Sönmez, kendisine verilen üzerinde Şuşa yazan ve Karabağ’ın sembolü “Har-ı Bülbül” sembollerini sadece yakasında değil gönlünde, kalbinin üzerinde bulundurarak bundan sonraki atacağı her adımda o sorumluluğu taşıyacaklarını sözlerine ekledi.
-” Senin Türkiye’den gelen ayaklarına kurban olayım.”

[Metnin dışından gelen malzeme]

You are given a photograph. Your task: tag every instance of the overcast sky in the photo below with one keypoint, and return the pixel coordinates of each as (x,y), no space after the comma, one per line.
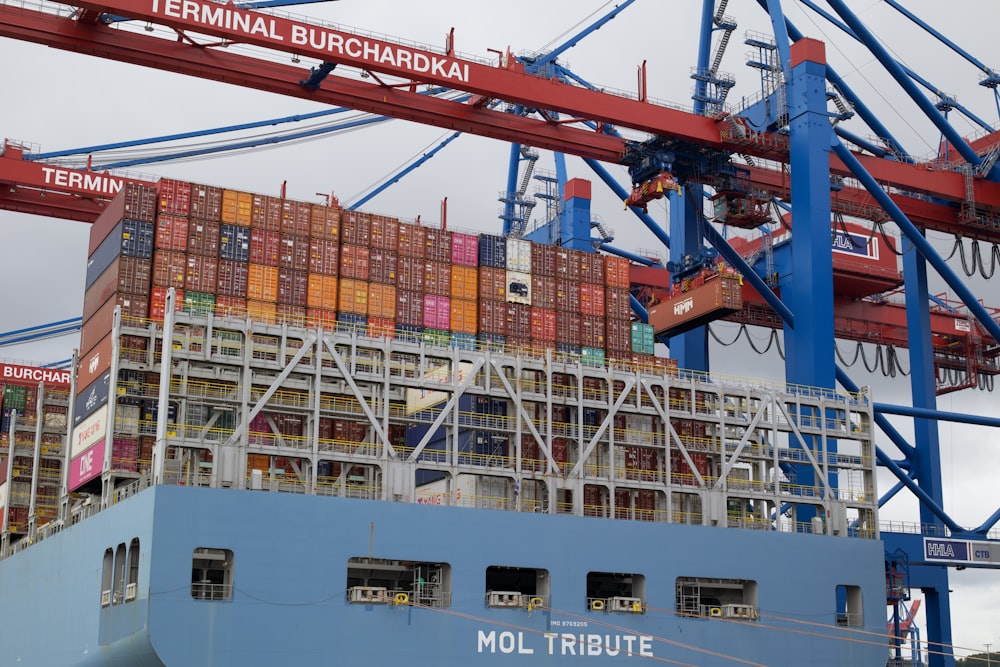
(60,100)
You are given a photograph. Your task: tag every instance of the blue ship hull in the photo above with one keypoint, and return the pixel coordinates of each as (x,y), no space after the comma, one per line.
(290,605)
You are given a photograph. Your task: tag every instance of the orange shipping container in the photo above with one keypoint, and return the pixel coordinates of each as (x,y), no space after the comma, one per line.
(464,316)
(464,282)
(322,292)
(262,283)
(352,296)
(381,300)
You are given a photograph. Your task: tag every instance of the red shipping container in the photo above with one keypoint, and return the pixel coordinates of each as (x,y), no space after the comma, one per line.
(293,252)
(324,256)
(171,232)
(437,278)
(411,240)
(385,233)
(169,268)
(230,306)
(381,327)
(381,300)
(206,202)
(203,237)
(355,228)
(464,249)
(324,222)
(464,282)
(410,274)
(592,331)
(352,296)
(354,262)
(543,260)
(464,316)
(158,300)
(492,283)
(437,245)
(409,308)
(295,218)
(201,274)
(233,278)
(174,196)
(237,207)
(616,271)
(265,247)
(437,311)
(543,324)
(266,213)
(262,283)
(322,292)
(382,266)
(543,291)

Sağlık Müdürü Sönmez, katıldığı bir toplantı sonrası unutamadığı bir hatırasını ise şu satırlarla anlattı:
“Azerbaycan’na giderek orada birkaç kez çeşitli programlara katıldım. Azad edilen topraklarda ilk kez 28 yıl sonra kutlanan bir nevruz programıydı. Şuşa’da yapılan programda orada yaşadığım bir anıyı anlattım. Kültür Bakanı Anar Kerimov ve diğer birçok davetlilerin katıldığı bu toplantıda bu anı benim için olduğu kadar bütün toplantı sakinlerini de hakikaten farklı bir duygu yoğunluğuna doğru götürdü. 2019 yılında katıldığım bu nevruz programında akşam vaktiydi. Akşam namazımı kılmak istediğimi programa katılan Ganire Paşeyeva hanıma söyledim. O da ‘şurada kılabilirsin’ dedi. Arkadaşlar yardımcı olsunlar. Ben de dedim ki, ‘burası bizim öz yurdumuz. Ben gidip herhangi bir kapıyı çalıp orada namaz kılmak istiyorum’ dedim. Bunun üzerine yanıma bir hanımefendi, gazeteci şahlı hanım vardı onu verdiler. Sağ olsun onun desteği ile gittik. Biraz yürüdükten sonra bir evin kapısını çaldık. İçeriden yaşlı bir ninem çıktı. Dedim ki ‘nine hayırlı akşamlar. Ben Türkiye’den geliyorum. Senin evinde bir namaz kılsam olur mu?’ Ninem önce anlayamadı. ‘Nereden geliyorsun’ dedi. ‘Türkiye’den geliyorum nine’ dedim. Sonra nine inanılmaz bir duygu yoğunluğu yaşadı. O anı kelimelerle anlatmakta zorlanıyorum. Gözlerinden bir anda yaşlar boşalmaya başladı ve dizlerine vurarak ‘sen Türkiye’den mi geliyorsun? Senin Türkiye’den gelen ayaklarına kurban, seni bize gönderen yarada kurban. Gel evladım kıl burada. Burası senin evin’ dedi. ‘Burası senin yurdun. Tabi ki kıl kıl’ dedi ve bana sıkıca sarıldı. Gözyaşları sel oldu o an. Bu anı unutamıyorum. Büyük duygu seli yaşadım. Beni içeriye aldı ve evindeki en iyi ve ilk defa kullandığı battaniyesini çıkararak yere serdi. Hani insan sevdiği birisini pamuklara sarmak ister ya. Battaniyeyi serdi ve bana ‘namazını kıl’ dedi. ‘Ben de seni seyretsem olur mu ?’ dedi. Namazımı kılana kadar beni izledi ve sonunda beraberce dua ettik. Dedik ki, ‘İnşallah rabbim bize gösterecek. Allah’ın izniyle güzel Şuşa’mızda Zengezur’umuzda ve Kelbecer’imizde ve diğer işgal altındaki azadlığı bekleyen bütün topraklarımızda beraberce namaz kılacağız. İnşallah şükür namazlarında beraberce dua edeceğiz’ dedik.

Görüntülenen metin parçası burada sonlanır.